I want to define varied temperature according to time/ timestep using Surface Initialize function.

In tab Curve fit variable, I can not find time/ timestep.

Anyone please help instructing me using this tool.

 

Thanks in advanced!

image

Best Answer

  • acupro
    acupro
    Altair Employee
    edited February 2023 Answer ✓

    The 'Initialize' set is to set the initial conditions for the first time step - then things move on from there as the equations are solved.

    If you're trying to define boundary conditions, where the temperature changes in time, you would do that with a multiplier instead.

    When you're in the boundary condition definition panel, you'll see the icon with f(t) and a pull-down to the right.  You can either select an existing multiplier, or select the 'Create New' to define a new multiplier - as a function of time or time step.

Answers

  • acupro
    acupro
    Altair Employee
    edited February 2023 Answer ✓

    The 'Initialize' set is to set the initial conditions for the first time step - then things move on from there as the equations are solved.

    If you're trying to define boundary conditions, where the temperature changes in time, you would do that with a multiplier instead.

    When you're in the boundary condition definition panel, you'll see the icon with f(t) and a pull-down to the right.  You can either select an existing multiplier, or select the 'Create New' to define a new multiplier - as a function of time or time step.

  • James Lewis
    James Lewis Altair Community Member
    edited February 2023

    The 'Initialize' set is to set the initial conditions for the first time step - then things move on from there as the equations are solved.

    If you're trying to define boundary conditions, where the temperature changes in time, you would do that with a multiplier instead.
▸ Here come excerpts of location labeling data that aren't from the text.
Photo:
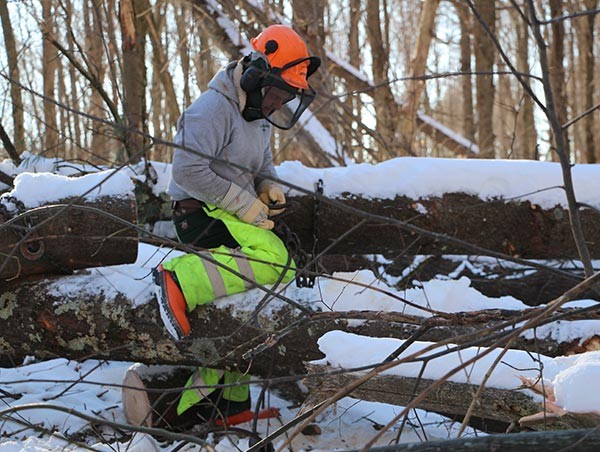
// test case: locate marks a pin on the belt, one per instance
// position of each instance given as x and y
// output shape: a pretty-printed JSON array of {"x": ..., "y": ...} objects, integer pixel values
[{"x": 186, "y": 206}]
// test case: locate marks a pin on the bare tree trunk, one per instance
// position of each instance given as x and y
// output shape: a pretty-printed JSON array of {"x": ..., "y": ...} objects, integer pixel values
[
  {"x": 353, "y": 102},
  {"x": 182, "y": 17},
  {"x": 556, "y": 56},
  {"x": 96, "y": 45},
  {"x": 386, "y": 110},
  {"x": 526, "y": 132},
  {"x": 15, "y": 91},
  {"x": 484, "y": 62},
  {"x": 466, "y": 28},
  {"x": 585, "y": 27},
  {"x": 133, "y": 30},
  {"x": 49, "y": 65},
  {"x": 418, "y": 65},
  {"x": 505, "y": 117},
  {"x": 308, "y": 19}
]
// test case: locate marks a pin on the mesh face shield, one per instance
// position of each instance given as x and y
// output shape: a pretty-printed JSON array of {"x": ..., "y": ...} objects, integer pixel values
[
  {"x": 283, "y": 107},
  {"x": 271, "y": 94}
]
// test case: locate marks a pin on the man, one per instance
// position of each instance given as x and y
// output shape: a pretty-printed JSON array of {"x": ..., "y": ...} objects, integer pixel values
[{"x": 223, "y": 191}]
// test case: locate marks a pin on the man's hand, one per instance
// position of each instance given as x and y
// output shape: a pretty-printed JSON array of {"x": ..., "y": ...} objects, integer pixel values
[
  {"x": 270, "y": 194},
  {"x": 247, "y": 207},
  {"x": 258, "y": 215}
]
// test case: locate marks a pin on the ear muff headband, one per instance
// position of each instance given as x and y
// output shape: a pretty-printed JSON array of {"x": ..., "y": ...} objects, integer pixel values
[{"x": 256, "y": 68}]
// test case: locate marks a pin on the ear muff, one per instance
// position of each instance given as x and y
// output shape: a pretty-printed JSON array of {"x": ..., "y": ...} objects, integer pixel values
[{"x": 256, "y": 66}]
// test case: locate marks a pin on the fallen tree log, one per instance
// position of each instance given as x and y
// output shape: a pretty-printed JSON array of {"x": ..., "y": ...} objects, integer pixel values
[
  {"x": 70, "y": 237},
  {"x": 39, "y": 319},
  {"x": 85, "y": 226},
  {"x": 519, "y": 229},
  {"x": 491, "y": 277},
  {"x": 507, "y": 406},
  {"x": 515, "y": 228},
  {"x": 582, "y": 440}
]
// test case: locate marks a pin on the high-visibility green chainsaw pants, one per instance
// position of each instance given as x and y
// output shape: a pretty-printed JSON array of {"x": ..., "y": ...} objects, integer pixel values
[{"x": 261, "y": 259}]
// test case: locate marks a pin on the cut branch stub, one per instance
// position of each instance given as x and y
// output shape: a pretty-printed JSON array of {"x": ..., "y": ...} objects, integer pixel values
[{"x": 62, "y": 239}]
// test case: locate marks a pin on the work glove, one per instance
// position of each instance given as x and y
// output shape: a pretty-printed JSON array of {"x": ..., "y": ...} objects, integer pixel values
[
  {"x": 271, "y": 193},
  {"x": 247, "y": 207}
]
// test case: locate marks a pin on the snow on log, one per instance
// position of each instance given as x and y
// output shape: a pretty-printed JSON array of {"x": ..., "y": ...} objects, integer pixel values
[
  {"x": 510, "y": 386},
  {"x": 73, "y": 317},
  {"x": 145, "y": 401},
  {"x": 451, "y": 398},
  {"x": 514, "y": 207},
  {"x": 582, "y": 440},
  {"x": 519, "y": 229},
  {"x": 56, "y": 224}
]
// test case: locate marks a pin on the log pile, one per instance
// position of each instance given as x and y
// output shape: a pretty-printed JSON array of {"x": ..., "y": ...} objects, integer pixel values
[{"x": 69, "y": 235}]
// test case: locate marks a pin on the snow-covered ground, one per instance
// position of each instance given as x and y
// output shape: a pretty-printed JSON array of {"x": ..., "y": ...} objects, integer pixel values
[{"x": 351, "y": 423}]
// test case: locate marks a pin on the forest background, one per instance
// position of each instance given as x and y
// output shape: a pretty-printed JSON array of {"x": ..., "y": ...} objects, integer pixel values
[
  {"x": 400, "y": 77},
  {"x": 103, "y": 82}
]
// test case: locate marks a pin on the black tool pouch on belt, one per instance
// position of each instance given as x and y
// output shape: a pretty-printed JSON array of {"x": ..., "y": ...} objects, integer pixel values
[{"x": 195, "y": 227}]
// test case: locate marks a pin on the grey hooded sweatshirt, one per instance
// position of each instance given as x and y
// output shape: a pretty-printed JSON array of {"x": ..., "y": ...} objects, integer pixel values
[{"x": 214, "y": 127}]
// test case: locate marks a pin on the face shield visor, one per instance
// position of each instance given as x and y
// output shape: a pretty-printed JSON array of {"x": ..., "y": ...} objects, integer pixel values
[
  {"x": 283, "y": 107},
  {"x": 286, "y": 93}
]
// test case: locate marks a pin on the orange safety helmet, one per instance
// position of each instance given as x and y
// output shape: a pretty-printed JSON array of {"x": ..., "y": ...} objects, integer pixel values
[{"x": 282, "y": 45}]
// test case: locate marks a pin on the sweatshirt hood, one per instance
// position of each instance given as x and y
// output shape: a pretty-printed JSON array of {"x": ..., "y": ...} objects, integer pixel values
[{"x": 223, "y": 82}]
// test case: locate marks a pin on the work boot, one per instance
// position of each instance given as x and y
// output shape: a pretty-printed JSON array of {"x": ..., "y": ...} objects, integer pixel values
[{"x": 171, "y": 303}]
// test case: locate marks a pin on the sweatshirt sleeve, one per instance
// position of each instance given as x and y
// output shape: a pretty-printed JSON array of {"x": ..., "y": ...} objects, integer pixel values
[
  {"x": 201, "y": 136},
  {"x": 267, "y": 171}
]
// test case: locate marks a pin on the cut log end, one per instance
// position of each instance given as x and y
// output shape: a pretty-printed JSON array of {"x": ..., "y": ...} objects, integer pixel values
[{"x": 136, "y": 404}]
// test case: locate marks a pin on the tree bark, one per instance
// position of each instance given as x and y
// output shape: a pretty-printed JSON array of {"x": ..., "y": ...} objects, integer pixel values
[
  {"x": 585, "y": 32},
  {"x": 466, "y": 29},
  {"x": 76, "y": 238},
  {"x": 38, "y": 318},
  {"x": 484, "y": 62},
  {"x": 452, "y": 398},
  {"x": 15, "y": 91},
  {"x": 583, "y": 440},
  {"x": 386, "y": 109},
  {"x": 418, "y": 66},
  {"x": 526, "y": 131},
  {"x": 558, "y": 84},
  {"x": 519, "y": 229},
  {"x": 133, "y": 30},
  {"x": 50, "y": 62}
]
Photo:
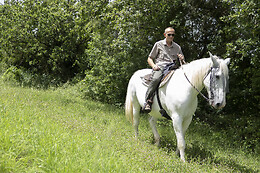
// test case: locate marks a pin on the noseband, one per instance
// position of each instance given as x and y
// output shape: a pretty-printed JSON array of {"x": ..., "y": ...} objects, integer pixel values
[{"x": 211, "y": 78}]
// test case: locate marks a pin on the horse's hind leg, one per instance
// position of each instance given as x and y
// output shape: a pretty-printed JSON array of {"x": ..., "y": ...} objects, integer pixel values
[
  {"x": 153, "y": 122},
  {"x": 178, "y": 128}
]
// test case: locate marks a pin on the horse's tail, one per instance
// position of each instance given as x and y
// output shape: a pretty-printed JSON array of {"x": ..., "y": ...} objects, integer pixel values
[{"x": 129, "y": 103}]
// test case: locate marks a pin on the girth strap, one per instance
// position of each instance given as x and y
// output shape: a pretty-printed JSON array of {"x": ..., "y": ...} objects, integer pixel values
[{"x": 162, "y": 111}]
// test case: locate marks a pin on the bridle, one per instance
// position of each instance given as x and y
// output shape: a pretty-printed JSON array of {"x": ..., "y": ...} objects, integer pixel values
[{"x": 205, "y": 97}]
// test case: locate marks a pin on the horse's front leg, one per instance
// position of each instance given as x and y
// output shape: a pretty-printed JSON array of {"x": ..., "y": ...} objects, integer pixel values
[
  {"x": 153, "y": 122},
  {"x": 136, "y": 118},
  {"x": 177, "y": 124}
]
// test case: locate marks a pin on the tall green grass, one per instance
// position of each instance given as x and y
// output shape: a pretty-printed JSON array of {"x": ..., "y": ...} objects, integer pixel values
[{"x": 57, "y": 131}]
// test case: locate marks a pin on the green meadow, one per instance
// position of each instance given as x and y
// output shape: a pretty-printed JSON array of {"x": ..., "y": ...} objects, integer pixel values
[{"x": 55, "y": 130}]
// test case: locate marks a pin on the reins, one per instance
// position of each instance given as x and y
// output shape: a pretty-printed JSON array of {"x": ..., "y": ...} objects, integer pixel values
[{"x": 205, "y": 97}]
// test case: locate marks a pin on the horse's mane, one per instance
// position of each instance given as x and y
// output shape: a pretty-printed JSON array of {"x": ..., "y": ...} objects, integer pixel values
[{"x": 197, "y": 70}]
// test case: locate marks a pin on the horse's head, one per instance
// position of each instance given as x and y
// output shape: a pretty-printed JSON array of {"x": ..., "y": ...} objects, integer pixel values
[{"x": 216, "y": 82}]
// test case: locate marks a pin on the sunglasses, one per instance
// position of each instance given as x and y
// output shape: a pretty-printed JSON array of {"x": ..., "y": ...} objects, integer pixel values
[{"x": 170, "y": 35}]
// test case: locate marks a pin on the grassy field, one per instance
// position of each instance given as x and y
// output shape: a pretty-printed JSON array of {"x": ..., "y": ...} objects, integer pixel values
[{"x": 57, "y": 131}]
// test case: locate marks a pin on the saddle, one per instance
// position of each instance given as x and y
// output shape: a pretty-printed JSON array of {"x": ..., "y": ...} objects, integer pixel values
[
  {"x": 167, "y": 74},
  {"x": 148, "y": 78}
]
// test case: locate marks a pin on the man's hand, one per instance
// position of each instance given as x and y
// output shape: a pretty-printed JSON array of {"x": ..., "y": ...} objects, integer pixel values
[
  {"x": 180, "y": 56},
  {"x": 156, "y": 68}
]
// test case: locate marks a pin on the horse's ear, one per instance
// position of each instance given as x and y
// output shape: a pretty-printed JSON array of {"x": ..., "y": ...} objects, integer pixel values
[
  {"x": 214, "y": 60},
  {"x": 210, "y": 54},
  {"x": 227, "y": 61}
]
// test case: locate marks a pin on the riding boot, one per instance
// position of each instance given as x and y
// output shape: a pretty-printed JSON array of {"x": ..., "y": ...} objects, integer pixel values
[{"x": 148, "y": 106}]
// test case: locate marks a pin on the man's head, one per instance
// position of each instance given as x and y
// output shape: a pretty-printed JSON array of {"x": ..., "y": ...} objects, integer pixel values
[{"x": 169, "y": 34}]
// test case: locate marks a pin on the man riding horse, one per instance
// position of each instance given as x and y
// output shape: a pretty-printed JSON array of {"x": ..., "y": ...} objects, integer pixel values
[{"x": 164, "y": 52}]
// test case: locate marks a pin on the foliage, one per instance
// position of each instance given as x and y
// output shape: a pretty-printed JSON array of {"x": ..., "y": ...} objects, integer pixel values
[{"x": 44, "y": 37}]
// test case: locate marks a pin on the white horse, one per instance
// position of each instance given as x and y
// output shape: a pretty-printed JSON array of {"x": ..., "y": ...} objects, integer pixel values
[{"x": 179, "y": 95}]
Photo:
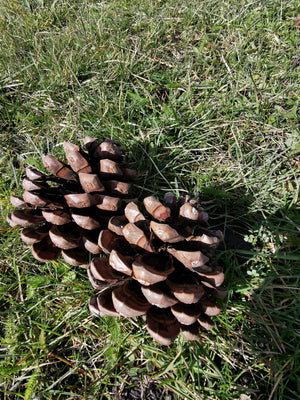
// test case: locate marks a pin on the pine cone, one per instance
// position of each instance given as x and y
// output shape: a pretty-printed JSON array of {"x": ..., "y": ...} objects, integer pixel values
[
  {"x": 160, "y": 266},
  {"x": 64, "y": 212}
]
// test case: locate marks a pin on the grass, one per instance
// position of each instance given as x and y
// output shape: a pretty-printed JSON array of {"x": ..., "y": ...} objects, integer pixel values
[{"x": 205, "y": 97}]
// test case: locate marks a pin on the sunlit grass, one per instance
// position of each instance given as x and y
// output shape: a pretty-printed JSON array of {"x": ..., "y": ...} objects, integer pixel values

    When you're in the boundary condition definition panel, you'll see the icon with f(t) and a pull-down to the right.  You can either select an existing multiplier, or select the 'Create New' to define a new multiplier - as a function of time or time step.

    Thank you a lot!

    I found it and successfully applied.

  • acupro
    acupro
    Altair Employee
    edited February 2023

    Thank you a lot!

    I found it and successfully applied.

    Another point to clarify - when you give the value in the main boundary condition panel, then apply the multiplier to that, the resultant value is the multiplier * the main value.  Sometimes to avoid confusion we give a value of 1 to the main BC value, then define the multiplier to have the actual desired values.